Issue repeating col_names when appending with write_csv

bryanrt · July 8, 2021, 1:43am

Issue

I am trying to automate a workflow which at one stage will append a csv file with updated values. I need to maintain col_names but I find that if I have append = T and col_names = T in my write_csv statement I end up with reapeats of the colnames mixed into my values. I assume this is a common enough issue that there is a simple fix I am unaware of. Any help is much appreaciated!

Reprex

This is just the lines that write the object and then write the object to the csv. If you run this once and then rerun the write_csv line a few times you will see what I am talking about.

NMTSO_test <- readr::read_csv(file = "https://gitlab.com/Bryanrt-geophys/sac2eqtransformr/-/raw/master/sample_data/NMTSO_meta.csv", col_names = T)

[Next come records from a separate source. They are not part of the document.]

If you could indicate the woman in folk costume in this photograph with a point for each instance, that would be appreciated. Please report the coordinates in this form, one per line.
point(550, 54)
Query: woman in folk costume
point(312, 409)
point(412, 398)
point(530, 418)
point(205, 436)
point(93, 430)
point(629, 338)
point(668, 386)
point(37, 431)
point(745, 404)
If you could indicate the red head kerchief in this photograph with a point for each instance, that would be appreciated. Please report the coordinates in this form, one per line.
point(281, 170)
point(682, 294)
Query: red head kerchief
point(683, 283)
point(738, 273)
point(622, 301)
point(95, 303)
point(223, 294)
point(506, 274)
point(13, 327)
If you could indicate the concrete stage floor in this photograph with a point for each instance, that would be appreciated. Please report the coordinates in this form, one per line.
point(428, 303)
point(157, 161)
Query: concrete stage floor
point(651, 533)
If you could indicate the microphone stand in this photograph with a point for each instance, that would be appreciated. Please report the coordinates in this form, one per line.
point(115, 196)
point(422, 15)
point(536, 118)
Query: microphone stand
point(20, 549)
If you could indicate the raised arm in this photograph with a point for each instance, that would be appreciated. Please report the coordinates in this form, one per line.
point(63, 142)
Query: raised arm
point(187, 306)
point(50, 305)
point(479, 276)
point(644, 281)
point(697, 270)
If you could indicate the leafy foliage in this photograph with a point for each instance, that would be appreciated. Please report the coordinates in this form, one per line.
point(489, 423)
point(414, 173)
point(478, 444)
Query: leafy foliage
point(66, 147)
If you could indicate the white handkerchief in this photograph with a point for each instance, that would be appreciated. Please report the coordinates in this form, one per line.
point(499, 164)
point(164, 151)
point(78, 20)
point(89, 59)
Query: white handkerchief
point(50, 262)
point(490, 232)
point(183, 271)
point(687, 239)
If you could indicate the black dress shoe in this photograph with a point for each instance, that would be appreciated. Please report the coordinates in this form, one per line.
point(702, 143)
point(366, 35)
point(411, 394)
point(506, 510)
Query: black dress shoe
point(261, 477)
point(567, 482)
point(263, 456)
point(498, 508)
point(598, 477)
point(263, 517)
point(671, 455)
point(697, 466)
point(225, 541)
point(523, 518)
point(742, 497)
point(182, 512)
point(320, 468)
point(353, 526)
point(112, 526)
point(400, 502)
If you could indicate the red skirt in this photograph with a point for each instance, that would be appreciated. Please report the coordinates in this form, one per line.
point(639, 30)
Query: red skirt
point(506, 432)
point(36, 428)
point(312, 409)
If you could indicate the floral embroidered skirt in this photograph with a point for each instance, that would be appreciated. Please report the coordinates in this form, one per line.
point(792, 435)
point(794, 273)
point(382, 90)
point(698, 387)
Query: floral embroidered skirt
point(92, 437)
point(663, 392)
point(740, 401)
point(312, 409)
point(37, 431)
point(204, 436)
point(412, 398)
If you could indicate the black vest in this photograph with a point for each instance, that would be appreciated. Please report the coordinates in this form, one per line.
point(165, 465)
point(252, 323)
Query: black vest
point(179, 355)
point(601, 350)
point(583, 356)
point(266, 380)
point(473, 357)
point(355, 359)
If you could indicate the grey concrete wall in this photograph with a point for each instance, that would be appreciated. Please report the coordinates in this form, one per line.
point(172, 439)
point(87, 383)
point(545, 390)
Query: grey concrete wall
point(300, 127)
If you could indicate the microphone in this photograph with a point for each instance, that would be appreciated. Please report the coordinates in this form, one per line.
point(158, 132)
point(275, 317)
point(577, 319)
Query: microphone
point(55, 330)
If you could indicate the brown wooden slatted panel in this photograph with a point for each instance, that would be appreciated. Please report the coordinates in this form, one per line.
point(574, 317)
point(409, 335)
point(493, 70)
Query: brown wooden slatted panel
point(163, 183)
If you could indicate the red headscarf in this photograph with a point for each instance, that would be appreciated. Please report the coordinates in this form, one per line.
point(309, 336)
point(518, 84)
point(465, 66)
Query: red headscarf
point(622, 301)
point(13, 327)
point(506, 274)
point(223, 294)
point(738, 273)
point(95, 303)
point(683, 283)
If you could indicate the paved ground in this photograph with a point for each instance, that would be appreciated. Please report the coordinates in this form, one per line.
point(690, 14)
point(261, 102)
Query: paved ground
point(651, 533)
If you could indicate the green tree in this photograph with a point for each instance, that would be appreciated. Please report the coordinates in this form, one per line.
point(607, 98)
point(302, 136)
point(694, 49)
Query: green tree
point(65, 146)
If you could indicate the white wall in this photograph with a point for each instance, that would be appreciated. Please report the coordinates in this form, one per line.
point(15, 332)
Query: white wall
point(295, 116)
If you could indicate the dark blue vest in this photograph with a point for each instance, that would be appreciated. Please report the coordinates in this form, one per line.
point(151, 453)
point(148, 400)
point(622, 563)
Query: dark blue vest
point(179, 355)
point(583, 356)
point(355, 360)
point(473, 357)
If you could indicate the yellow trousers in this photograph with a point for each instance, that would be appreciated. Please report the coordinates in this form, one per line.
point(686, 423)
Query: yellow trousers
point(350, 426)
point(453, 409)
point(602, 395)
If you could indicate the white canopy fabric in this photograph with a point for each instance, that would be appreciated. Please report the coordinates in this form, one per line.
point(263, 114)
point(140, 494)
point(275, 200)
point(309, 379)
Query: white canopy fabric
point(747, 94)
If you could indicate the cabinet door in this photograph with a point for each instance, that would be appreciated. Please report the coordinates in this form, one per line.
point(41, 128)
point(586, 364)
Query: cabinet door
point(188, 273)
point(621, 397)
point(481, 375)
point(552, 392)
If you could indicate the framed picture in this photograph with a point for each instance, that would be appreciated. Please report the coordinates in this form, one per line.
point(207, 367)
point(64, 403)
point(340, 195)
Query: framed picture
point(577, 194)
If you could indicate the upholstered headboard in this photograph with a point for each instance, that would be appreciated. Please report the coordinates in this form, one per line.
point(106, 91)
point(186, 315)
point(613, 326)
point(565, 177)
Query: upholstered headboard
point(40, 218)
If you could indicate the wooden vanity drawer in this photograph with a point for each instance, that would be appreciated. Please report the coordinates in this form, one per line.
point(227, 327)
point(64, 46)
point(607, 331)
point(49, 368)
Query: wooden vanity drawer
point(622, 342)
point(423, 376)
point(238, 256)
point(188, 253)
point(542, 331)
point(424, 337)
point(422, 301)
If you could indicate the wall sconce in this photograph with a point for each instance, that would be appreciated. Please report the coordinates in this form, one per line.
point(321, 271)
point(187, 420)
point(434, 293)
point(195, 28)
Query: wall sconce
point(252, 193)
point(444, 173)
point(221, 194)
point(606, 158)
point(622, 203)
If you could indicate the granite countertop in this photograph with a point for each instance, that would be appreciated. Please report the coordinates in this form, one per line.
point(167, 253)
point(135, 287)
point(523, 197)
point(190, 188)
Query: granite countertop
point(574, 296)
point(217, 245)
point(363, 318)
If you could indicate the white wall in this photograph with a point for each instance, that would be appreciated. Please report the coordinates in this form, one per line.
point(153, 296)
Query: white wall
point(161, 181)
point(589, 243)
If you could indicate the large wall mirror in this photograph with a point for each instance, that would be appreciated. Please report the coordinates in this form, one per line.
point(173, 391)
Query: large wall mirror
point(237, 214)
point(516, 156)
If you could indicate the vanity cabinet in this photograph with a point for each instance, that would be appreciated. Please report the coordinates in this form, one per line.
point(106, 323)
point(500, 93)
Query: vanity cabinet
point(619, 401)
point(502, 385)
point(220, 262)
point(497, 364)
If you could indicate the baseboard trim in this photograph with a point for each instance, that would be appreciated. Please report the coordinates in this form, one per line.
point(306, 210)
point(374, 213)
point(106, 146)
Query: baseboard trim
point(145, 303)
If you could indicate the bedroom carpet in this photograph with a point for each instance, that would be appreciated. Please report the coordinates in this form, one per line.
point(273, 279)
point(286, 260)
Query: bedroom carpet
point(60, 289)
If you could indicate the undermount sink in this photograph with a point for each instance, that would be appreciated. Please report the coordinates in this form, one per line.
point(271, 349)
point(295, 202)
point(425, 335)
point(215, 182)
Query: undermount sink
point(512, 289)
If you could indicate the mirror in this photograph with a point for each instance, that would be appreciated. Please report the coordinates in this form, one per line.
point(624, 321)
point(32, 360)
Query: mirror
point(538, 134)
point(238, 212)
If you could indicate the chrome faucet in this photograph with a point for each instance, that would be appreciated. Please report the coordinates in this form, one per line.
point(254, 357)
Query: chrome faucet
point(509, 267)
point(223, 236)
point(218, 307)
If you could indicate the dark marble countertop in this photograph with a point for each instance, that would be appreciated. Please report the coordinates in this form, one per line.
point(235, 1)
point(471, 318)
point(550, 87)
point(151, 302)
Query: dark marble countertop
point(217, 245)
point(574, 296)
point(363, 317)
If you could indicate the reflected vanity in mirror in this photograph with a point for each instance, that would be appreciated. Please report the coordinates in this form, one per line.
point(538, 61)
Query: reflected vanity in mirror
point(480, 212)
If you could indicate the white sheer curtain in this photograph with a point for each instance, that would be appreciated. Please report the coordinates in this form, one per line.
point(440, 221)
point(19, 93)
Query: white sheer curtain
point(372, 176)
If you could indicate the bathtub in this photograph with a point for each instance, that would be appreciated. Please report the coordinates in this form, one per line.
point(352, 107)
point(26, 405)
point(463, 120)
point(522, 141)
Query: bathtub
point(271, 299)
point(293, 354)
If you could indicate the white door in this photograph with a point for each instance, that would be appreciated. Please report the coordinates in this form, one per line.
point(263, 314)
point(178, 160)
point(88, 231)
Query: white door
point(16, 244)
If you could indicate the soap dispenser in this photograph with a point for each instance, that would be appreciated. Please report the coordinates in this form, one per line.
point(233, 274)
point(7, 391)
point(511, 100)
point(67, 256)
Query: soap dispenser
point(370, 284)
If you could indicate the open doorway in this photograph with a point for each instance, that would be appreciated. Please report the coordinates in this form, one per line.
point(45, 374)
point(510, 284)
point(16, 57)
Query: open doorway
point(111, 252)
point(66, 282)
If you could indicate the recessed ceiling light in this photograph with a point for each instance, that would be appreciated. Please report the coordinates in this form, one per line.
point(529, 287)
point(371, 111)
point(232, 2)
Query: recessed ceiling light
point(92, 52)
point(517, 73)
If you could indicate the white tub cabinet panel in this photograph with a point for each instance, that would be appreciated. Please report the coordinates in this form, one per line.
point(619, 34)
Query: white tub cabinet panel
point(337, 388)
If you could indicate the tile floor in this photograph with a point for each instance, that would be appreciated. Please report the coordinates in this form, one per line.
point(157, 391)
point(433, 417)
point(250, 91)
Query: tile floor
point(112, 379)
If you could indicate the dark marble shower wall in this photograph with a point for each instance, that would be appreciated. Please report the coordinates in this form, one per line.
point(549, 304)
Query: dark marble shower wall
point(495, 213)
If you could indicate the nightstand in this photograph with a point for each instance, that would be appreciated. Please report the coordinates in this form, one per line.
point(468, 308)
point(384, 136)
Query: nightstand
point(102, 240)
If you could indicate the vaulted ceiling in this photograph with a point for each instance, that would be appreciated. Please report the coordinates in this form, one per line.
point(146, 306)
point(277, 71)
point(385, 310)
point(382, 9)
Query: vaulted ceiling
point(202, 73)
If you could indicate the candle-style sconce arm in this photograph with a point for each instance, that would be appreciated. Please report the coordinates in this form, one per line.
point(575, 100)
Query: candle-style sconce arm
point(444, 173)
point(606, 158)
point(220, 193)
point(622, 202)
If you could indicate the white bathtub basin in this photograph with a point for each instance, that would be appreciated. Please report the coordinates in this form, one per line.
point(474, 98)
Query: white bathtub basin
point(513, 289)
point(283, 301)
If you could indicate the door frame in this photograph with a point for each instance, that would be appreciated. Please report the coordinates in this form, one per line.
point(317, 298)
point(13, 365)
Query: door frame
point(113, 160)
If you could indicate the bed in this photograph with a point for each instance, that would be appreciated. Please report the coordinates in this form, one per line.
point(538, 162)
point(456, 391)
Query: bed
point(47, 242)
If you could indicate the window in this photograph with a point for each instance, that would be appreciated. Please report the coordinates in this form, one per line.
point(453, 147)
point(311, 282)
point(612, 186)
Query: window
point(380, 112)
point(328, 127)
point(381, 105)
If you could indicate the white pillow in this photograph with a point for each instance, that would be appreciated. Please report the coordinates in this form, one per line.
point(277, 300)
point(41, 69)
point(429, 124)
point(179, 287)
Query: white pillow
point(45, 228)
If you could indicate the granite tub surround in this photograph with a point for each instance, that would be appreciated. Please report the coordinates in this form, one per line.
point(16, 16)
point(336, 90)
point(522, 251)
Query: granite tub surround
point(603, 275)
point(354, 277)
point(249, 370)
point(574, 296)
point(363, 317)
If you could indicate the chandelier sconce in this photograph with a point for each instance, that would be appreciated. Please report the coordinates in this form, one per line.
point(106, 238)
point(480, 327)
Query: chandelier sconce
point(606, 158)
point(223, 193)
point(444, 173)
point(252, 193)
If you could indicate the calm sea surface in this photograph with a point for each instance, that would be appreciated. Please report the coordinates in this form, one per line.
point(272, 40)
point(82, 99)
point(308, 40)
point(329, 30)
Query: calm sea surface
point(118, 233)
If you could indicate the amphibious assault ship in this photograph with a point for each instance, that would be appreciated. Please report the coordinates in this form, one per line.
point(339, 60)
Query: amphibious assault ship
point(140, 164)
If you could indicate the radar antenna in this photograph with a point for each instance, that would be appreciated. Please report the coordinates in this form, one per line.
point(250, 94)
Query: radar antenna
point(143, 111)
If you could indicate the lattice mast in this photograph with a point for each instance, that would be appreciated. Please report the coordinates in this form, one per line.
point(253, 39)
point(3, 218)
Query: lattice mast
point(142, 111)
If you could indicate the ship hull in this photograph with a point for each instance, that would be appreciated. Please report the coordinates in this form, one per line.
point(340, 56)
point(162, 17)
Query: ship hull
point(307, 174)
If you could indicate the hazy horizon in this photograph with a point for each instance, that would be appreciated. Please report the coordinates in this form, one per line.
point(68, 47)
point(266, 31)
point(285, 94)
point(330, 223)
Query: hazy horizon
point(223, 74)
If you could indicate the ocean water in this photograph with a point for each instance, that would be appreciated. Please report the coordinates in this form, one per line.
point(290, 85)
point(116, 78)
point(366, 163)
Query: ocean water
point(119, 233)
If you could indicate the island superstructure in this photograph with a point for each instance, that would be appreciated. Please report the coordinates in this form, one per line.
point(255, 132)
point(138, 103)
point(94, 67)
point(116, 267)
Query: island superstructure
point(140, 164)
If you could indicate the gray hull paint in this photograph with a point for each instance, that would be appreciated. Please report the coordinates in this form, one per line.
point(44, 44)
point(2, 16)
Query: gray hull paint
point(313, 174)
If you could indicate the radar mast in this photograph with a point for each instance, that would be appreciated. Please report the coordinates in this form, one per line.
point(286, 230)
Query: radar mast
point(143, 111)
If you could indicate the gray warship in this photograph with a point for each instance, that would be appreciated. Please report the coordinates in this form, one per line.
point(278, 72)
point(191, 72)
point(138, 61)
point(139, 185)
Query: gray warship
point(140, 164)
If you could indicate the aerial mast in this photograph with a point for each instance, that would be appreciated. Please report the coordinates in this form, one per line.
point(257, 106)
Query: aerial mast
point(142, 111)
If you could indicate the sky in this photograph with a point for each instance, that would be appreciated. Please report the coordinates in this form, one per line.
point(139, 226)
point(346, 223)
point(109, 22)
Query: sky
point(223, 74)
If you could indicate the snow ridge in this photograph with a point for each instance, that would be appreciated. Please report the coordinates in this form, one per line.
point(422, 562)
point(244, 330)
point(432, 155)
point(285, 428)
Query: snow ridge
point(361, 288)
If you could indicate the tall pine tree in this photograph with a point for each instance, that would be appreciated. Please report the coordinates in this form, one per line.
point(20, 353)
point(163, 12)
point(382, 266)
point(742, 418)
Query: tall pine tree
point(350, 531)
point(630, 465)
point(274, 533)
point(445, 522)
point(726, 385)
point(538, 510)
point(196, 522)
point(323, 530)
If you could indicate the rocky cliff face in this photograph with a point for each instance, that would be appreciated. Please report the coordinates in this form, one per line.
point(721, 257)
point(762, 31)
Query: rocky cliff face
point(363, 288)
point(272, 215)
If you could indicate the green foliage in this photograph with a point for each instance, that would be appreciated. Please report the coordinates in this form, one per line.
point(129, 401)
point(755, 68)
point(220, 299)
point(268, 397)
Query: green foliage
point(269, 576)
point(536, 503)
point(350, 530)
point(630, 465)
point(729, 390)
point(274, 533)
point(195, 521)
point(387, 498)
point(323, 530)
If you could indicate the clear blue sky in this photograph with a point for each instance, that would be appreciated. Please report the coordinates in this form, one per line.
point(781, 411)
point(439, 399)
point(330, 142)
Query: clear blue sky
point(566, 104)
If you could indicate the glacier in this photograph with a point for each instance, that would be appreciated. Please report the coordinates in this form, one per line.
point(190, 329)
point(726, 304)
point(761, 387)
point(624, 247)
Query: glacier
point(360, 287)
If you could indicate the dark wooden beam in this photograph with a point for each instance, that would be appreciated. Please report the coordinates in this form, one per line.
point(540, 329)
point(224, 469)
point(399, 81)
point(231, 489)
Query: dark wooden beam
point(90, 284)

STEAD_csv <- NMTSO_test %>%
  dplyr::mutate(
    network_code = dplyr::if_else(network_code != "NULL", as.character(network_code), ""),
    receiver_code = dplyr::if_else(receiver_code != "NULL", as.character(receiver_code), ""),
    receiver_type = dplyr::if_else(receiver_type != "NULL",as.character(receiver_type), ""),      # manually defined, not sure if BH is correct though.
    receiver_latitude = dplyr::if_else(receiver_latitude != "NULL",as.character(receiver_latitude), ""),
    receiver_longitude = dplyr::if_else(receiver_longitude != "NULL",as.character(receiver_longitude), ""),
    receiver_elevation_m = dplyr::if_else(receiver_elevation_m != "NULL",as.character(receiver_elevation_m), ""),
    p_arrival_sample = dplyr::if_else(p_arrival_sample != "NULL",as.character(p_arrival_sample), ""),
    p_status = dplyr::if_else(p_status != "NULL",as.character(p_status), ""),
    p_weight = dplyr::if_else(p_weight != "NULL",as.character(p_weight), ""),
    p_travel_sec = dplyr::if_else(p_travel_sec != "NULL",as.character(p_travel_sec), ""),
    s_arrival_sample = dplyr::if_else(s_arrival_sample != "NULL",as.character(s_arrival_sample), ""),
    s_status = dplyr::if_else(s_status != "NULL",as.character(s_status), ""),
    s_weight = dplyr::if_else(s_weight != "NULL",as.character(s_weight), ""),
    source_id = dplyr::if_else(source_id != "NULL",as.character(source_id), ""),     # is this a user defined index, or does this come from IRIS?
    source_origin_time = dplyr::if_else(source_origin_time != "NULL",as.character(source_origin_time), ""),
    source_origin_uncertainty_sec = dplyr::if_else(source_origin_uncertainty_sec != "NULL",as.character(source_origin_uncertainty_sec), ""),
    source_latitude = dplyr::if_else(source_latitude != "NULL",as.character(source_latitude), ""),
    source_longitude = dplyr::if_else(source_longitude != "NULL",as.character(source_longitude), ""),
    source_error_sec = dplyr::if_else(source_error_sec != "NULL",as.character(source_error_sec), ""),
    source_gap_deg = dplyr::if_else(source_gap_deg != "NULL", as.character(source_gap_deg), ""),          # check this variables source to see the unit. deg or m?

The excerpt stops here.